Diabetes can be diagnosed through a series of tests from your doctor, and it often goes undiagnosed when people do not visit their doctors. The earlier you assess your own diabetes risk, the more likely you can prevent possible damage to your body. If you experience type 2 diabetes symptoms such as excessive thirst, frequent urination, unexplained weight loss, extreme hunger, sudden vision changes, tingling or numbness in your hands or feet, fatigue, very dry skin, or wounds that are slow to heal, you should contact your doctor.1
Once you develop diabetes, it is almost never reversible – meaning you will have it for the rest of your life – but you can make healthy choices to prevent complications such as heart disease, eye problems, foot problems, nerve damage, infections, sexual dysfunction, and kidney damage.

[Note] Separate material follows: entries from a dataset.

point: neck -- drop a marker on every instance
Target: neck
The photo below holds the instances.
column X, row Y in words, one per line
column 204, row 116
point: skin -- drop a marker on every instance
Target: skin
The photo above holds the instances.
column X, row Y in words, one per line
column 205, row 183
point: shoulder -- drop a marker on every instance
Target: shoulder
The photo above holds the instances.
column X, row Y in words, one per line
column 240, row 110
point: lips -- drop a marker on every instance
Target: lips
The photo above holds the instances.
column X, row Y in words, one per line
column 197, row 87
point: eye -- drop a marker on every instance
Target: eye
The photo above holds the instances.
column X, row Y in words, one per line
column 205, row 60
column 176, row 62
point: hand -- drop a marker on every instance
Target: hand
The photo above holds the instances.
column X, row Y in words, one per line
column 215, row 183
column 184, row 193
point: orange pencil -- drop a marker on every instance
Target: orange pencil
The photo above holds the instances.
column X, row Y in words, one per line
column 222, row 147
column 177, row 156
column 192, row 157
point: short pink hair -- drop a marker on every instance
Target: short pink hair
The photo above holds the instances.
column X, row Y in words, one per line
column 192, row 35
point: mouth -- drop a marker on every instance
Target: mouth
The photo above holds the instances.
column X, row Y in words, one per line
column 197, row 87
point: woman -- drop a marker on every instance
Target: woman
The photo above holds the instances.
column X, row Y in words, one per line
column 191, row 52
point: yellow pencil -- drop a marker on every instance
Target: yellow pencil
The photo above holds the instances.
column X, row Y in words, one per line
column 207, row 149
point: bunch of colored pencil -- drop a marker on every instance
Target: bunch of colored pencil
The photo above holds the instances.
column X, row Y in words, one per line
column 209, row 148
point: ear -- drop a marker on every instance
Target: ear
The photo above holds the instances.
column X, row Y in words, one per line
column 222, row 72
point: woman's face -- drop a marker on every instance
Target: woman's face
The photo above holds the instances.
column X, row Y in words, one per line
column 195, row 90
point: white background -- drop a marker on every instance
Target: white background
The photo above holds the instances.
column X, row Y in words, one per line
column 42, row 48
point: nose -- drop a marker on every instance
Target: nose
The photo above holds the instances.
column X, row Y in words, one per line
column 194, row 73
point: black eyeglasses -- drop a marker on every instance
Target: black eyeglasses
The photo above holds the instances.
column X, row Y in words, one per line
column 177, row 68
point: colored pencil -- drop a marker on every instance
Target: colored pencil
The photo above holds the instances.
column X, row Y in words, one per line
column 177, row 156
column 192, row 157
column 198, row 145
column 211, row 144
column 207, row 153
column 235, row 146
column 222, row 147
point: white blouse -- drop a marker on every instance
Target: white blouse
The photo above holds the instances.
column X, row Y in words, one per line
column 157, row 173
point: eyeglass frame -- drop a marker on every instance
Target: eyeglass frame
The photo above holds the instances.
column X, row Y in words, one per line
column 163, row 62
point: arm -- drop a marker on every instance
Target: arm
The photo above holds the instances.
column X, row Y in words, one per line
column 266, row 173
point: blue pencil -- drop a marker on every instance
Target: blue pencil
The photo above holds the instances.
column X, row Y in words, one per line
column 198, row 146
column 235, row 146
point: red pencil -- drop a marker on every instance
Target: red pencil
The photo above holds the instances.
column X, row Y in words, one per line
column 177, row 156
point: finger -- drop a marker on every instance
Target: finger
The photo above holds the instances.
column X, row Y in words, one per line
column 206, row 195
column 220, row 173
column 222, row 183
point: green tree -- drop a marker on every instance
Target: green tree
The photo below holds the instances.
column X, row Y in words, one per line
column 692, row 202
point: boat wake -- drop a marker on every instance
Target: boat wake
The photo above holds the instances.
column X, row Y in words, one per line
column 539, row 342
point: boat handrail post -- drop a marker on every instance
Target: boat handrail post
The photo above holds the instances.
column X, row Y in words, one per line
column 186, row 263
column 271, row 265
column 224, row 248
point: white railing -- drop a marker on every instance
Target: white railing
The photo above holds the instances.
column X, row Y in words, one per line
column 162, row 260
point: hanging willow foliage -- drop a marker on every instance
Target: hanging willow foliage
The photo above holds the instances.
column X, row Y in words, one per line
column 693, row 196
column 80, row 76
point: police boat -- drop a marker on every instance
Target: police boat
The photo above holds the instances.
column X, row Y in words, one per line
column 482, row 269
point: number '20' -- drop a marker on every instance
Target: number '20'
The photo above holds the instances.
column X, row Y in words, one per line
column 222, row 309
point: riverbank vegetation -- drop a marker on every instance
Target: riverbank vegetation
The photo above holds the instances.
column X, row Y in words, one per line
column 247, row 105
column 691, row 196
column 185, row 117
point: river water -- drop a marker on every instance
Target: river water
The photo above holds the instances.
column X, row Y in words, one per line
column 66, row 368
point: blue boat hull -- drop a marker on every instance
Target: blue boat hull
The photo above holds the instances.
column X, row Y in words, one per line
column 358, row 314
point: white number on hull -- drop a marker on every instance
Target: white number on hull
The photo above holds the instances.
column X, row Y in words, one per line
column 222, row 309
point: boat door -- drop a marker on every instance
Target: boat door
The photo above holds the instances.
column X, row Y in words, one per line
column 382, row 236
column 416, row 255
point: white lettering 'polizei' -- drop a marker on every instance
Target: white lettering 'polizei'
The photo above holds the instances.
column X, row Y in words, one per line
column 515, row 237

Keeping your weight under control, exercising regularly, eating a healthy diet, and not smoking are important steps you can take to help prevent type 2 diabetes or, if you already have the disease, to reduce your risk of developing complications. Diabetes prevention studies have shown that changes in lifestyle, including increased physical activity, better nutrition, and body weight management, can substantially decrease the risk of type 2 diabetes.2
References:
1 Diabetes. Centers for Disease Control and Prevention Web site. http://www.cdc.gov/media/presskits/aahd/diabetes.pdf. Accessed August 12, 2013.
2 Qi L, Hu FB, Hu G. Genes, environment, and interactions in prevention of type 2 diabetes: a focus on physical activity and lifestyle changes. Curr Mol Med. 2008 Sep;8(6):519-32.